Миа Эшер

Легкое поведение

Любовь эгоистична…


Меня зовут Блэр.

Я плохая девочка.

Та, с которой ходят налево.

Та, которую всегда бросают в конце.


Я золотоискательница.

Дрянь. Вызывающая ненависть одиночка.


Я и сама себя ненавижу…


У всех есть своя история. Готовы услышать мою?

Часть I. Невинное прошлое

Глава 1

Что такое любовь?

Не знаю.

У меня ее никогда не было.

Она вообще существует?

Сомневаюсь. С чего мне верить в любовь, если я никогда ее не видела? Если она есть только в кино и книжках. Ну или в жизни каких-нибудь невероятных везунчиков. Поверьте, уж я-то знаю.

Любовь — моя персональная химера.

Я смотрю в карие глаза, любуюсь их насыщенным цветом и красотой мужчины, которому они принадлежат.

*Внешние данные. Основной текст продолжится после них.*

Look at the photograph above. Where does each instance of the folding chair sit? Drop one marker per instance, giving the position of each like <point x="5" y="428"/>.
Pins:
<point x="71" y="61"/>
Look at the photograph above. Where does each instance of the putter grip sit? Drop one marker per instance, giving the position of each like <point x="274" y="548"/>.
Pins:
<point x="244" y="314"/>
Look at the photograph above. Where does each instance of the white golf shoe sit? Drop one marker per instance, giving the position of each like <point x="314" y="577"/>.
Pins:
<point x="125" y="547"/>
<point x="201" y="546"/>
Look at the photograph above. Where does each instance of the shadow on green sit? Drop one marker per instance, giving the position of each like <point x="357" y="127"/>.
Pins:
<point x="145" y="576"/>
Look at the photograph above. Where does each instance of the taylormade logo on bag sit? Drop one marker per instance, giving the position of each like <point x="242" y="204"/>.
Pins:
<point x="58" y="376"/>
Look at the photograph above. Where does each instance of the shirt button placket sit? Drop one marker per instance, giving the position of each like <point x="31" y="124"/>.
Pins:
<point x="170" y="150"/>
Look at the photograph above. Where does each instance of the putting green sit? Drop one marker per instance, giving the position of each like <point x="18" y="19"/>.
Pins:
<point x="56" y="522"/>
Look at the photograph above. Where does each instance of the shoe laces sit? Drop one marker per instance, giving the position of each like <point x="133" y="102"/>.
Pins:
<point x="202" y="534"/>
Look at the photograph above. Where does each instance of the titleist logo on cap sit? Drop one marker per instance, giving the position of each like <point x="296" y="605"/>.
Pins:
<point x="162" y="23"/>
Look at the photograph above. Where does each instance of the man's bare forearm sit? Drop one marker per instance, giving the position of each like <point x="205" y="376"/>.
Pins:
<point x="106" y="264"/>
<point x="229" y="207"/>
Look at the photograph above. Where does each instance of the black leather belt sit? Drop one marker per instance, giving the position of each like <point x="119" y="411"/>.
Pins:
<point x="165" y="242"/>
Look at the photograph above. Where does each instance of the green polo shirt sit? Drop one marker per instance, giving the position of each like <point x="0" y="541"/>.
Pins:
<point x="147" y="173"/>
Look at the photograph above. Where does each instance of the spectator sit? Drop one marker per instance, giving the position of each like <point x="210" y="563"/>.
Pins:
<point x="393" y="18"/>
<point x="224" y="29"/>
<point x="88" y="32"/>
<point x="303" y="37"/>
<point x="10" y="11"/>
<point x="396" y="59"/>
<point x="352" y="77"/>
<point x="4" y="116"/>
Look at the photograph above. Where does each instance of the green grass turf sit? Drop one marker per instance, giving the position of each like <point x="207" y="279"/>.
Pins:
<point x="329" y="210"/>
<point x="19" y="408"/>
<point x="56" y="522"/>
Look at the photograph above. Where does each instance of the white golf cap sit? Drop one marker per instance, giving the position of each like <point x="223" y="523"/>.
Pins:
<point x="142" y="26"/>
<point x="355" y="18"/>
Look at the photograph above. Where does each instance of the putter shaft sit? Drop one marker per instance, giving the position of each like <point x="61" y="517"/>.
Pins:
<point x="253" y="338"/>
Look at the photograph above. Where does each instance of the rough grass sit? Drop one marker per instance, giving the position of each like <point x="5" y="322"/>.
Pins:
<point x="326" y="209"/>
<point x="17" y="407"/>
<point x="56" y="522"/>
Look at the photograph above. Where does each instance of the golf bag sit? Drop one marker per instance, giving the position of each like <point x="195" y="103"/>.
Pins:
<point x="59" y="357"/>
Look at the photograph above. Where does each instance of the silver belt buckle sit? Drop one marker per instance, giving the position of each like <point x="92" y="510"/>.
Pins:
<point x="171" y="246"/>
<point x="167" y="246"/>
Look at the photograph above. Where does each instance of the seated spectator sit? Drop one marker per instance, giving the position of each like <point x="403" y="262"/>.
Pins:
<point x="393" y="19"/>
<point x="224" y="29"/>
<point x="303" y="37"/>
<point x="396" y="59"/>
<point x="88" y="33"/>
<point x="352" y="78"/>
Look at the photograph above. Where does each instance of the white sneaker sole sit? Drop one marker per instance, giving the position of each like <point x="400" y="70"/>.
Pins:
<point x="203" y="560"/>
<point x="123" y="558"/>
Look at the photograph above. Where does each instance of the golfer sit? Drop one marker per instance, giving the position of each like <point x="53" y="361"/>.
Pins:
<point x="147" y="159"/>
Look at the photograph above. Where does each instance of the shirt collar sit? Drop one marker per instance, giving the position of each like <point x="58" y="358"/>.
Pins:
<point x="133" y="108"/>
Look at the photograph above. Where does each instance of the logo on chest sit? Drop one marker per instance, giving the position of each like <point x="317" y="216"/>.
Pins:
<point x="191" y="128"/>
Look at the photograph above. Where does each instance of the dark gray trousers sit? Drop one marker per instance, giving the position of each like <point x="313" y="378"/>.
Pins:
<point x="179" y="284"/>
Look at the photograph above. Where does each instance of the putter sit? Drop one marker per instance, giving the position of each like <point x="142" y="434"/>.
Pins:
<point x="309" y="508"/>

— Блэр, ты такая красивая… такая мокренькая, — бормочет он, просовывая руку мне между ног. Осторожным вторжением пальцев раскрывает меня, настраивая мое тело на волну своих потребностей и желаний, подготавливая жаркими прикосновениями, которые разжигают в моем теле пожар. Он не впервые трогает меня так, но с каждым разом оно все лучше и лучше — ощущения всепоглощающие, пьянящие.

Один палец. Два пальца. Один палец. Два пальца. Один. Два. Один. Два. То быстро, то медленно. То глубоко, то у входа. Запретное блаженство.

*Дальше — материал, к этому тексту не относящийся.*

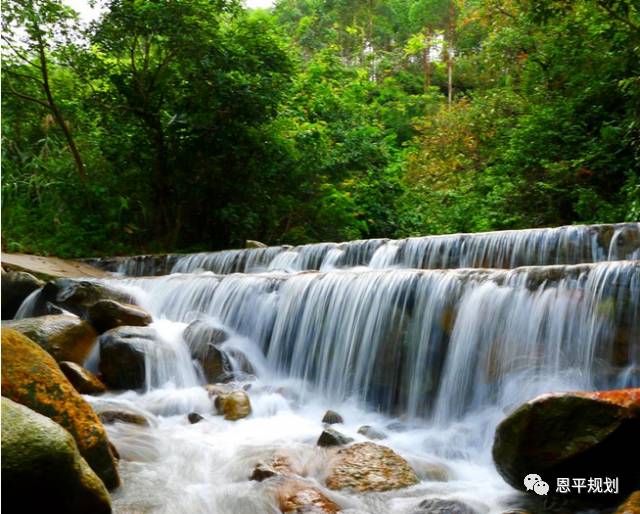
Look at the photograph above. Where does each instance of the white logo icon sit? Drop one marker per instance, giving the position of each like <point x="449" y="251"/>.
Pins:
<point x="535" y="482"/>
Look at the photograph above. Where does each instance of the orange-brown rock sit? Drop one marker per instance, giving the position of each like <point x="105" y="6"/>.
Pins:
<point x="297" y="496"/>
<point x="593" y="434"/>
<point x="30" y="376"/>
<point x="369" y="467"/>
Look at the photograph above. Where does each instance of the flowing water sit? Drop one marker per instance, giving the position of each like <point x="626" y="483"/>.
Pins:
<point x="432" y="357"/>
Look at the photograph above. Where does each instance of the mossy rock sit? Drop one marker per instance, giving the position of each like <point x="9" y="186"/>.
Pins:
<point x="30" y="376"/>
<point x="42" y="470"/>
<point x="65" y="338"/>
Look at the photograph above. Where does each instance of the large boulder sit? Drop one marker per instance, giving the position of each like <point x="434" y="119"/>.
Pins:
<point x="572" y="435"/>
<point x="108" y="314"/>
<point x="76" y="295"/>
<point x="203" y="337"/>
<point x="16" y="286"/>
<point x="366" y="467"/>
<point x="31" y="377"/>
<point x="42" y="470"/>
<point x="122" y="351"/>
<point x="82" y="379"/>
<point x="64" y="337"/>
<point x="233" y="406"/>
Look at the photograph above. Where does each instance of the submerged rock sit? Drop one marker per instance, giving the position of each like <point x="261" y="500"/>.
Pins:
<point x="331" y="417"/>
<point x="42" y="470"/>
<point x="194" y="418"/>
<point x="108" y="314"/>
<point x="16" y="286"/>
<point x="330" y="437"/>
<point x="371" y="433"/>
<point x="123" y="416"/>
<point x="83" y="380"/>
<point x="122" y="350"/>
<point x="367" y="467"/>
<point x="572" y="435"/>
<point x="202" y="338"/>
<point x="442" y="506"/>
<point x="31" y="377"/>
<point x="297" y="496"/>
<point x="77" y="295"/>
<point x="233" y="406"/>
<point x="65" y="338"/>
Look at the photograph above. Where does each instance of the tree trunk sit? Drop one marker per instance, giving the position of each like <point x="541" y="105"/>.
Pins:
<point x="426" y="62"/>
<point x="452" y="25"/>
<point x="57" y="114"/>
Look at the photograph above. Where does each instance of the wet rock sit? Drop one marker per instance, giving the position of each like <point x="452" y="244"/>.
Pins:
<point x="250" y="243"/>
<point x="233" y="406"/>
<point x="16" y="286"/>
<point x="369" y="467"/>
<point x="297" y="496"/>
<point x="202" y="338"/>
<point x="65" y="338"/>
<point x="122" y="352"/>
<point x="108" y="314"/>
<point x="194" y="418"/>
<point x="83" y="380"/>
<point x="76" y="295"/>
<point x="123" y="416"/>
<point x="31" y="377"/>
<point x="572" y="434"/>
<point x="331" y="437"/>
<point x="371" y="433"/>
<point x="331" y="417"/>
<point x="442" y="506"/>
<point x="631" y="505"/>
<point x="262" y="472"/>
<point x="42" y="470"/>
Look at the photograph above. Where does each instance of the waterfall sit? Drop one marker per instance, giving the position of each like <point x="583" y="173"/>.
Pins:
<point x="430" y="340"/>
<point x="508" y="249"/>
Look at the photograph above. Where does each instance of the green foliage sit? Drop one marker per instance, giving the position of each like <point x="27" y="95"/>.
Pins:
<point x="201" y="124"/>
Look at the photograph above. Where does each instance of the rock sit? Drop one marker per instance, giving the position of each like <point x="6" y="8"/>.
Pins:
<point x="83" y="380"/>
<point x="108" y="314"/>
<point x="369" y="467"/>
<point x="122" y="351"/>
<point x="233" y="406"/>
<point x="297" y="496"/>
<point x="65" y="338"/>
<point x="631" y="505"/>
<point x="441" y="506"/>
<point x="262" y="472"/>
<point x="42" y="470"/>
<point x="279" y="466"/>
<point x="250" y="243"/>
<point x="371" y="433"/>
<point x="31" y="377"/>
<point x="111" y="416"/>
<point x="76" y="295"/>
<point x="16" y="286"/>
<point x="331" y="437"/>
<point x="202" y="338"/>
<point x="331" y="417"/>
<point x="572" y="435"/>
<point x="194" y="418"/>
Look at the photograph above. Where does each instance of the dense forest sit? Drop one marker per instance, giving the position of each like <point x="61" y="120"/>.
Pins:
<point x="168" y="125"/>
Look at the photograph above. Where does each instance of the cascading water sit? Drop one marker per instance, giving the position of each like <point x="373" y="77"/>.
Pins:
<point x="446" y="351"/>
<point x="506" y="249"/>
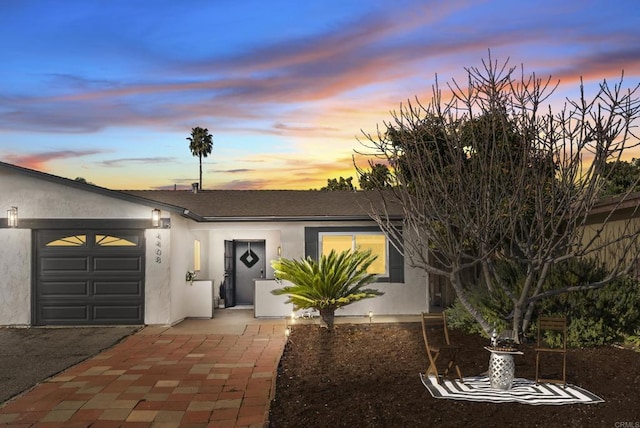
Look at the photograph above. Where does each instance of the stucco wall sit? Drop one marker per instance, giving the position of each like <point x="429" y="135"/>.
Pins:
<point x="157" y="300"/>
<point x="409" y="297"/>
<point x="15" y="277"/>
<point x="41" y="199"/>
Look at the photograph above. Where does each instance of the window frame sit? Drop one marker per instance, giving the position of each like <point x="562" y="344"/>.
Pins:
<point x="354" y="236"/>
<point x="395" y="259"/>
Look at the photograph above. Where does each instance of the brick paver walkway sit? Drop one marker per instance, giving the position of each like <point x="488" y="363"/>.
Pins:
<point x="161" y="380"/>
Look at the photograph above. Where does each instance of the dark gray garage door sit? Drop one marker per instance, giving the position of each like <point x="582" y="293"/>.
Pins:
<point x="89" y="277"/>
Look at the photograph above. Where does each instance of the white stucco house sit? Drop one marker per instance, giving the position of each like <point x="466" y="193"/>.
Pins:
<point x="77" y="254"/>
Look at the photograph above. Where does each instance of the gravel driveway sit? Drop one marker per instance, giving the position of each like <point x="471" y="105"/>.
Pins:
<point x="31" y="355"/>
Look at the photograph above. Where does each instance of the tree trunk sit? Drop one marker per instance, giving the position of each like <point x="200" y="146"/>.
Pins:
<point x="200" y="172"/>
<point x="326" y="318"/>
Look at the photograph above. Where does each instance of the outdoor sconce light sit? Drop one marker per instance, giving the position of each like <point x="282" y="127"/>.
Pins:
<point x="12" y="217"/>
<point x="155" y="218"/>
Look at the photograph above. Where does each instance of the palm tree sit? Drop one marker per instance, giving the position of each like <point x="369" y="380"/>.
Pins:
<point x="201" y="144"/>
<point x="335" y="281"/>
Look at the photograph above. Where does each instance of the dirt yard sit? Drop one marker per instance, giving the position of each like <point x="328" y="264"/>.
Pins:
<point x="367" y="375"/>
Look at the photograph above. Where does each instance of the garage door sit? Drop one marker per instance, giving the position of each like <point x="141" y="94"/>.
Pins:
<point x="89" y="277"/>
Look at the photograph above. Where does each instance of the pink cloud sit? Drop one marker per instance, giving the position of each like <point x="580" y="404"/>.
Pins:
<point x="38" y="161"/>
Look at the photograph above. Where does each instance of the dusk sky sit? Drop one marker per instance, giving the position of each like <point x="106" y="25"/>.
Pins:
<point x="109" y="90"/>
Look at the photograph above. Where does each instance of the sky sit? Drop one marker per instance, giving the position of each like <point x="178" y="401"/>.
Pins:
<point x="109" y="90"/>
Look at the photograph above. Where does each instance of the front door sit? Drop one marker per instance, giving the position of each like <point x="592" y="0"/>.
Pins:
<point x="250" y="264"/>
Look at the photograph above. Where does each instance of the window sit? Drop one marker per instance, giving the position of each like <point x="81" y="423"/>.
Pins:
<point x="376" y="242"/>
<point x="100" y="241"/>
<point x="389" y="264"/>
<point x="69" y="241"/>
<point x="113" y="241"/>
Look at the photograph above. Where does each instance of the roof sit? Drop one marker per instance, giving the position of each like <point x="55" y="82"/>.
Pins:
<point x="85" y="186"/>
<point x="260" y="205"/>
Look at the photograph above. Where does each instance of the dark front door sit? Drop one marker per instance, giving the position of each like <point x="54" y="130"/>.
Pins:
<point x="250" y="264"/>
<point x="89" y="277"/>
<point x="229" y="274"/>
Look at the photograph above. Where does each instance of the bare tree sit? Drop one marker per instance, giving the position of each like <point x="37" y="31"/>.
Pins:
<point x="491" y="175"/>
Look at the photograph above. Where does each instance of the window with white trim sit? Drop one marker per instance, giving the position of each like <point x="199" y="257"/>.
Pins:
<point x="375" y="242"/>
<point x="390" y="263"/>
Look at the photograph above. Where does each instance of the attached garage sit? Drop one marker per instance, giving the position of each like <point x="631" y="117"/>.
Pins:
<point x="88" y="277"/>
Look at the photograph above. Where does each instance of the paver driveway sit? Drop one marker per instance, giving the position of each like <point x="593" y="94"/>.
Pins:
<point x="201" y="373"/>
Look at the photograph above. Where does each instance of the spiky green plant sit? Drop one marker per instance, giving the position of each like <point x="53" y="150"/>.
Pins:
<point x="335" y="281"/>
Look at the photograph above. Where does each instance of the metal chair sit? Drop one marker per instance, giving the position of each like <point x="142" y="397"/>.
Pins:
<point x="552" y="329"/>
<point x="438" y="346"/>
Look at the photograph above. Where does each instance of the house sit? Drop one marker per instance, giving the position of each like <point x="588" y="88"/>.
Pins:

Широко раздвигая для него ноги, я размышляю над тем, почему это приятно. Благодаря его стараниям или потому, что я отнимаю чужое и присваиваю себе?

— Не останавливайся… — выдыхаю я. — Мне так хорошо.

Окей, наверное потому, что в данный момент времени данный мужчина думает, что любит меня — и только меня одну, — какими бы фальшивыми ни были на поверку его признания.

Я закрываю глаза. Он целует меня так нежно, точно я сделана из стекла. Целует этим своим хорошо знакомым мне ртом, которым столько раз ласково мне улыбался. Атака его языка одновременно изнуряет и подстегивает.

* * *

— С тебя четыре доллара, конфетка, — с улыбкой говорит мне симпатичная бариста.

Я уже лезу за деньгами за капучино, как вдруг слышу низкий мужской голос.

— Я заплачу.

Откуда-то сзади выходит мужчина в бежевом костюме, становится рядом со мной и протягивает баристе купюру.

— Где-то я тебя видел… Ты не подружка Пейдж?

Улыбнувшись, я облизываю внезапно пересохшие губы.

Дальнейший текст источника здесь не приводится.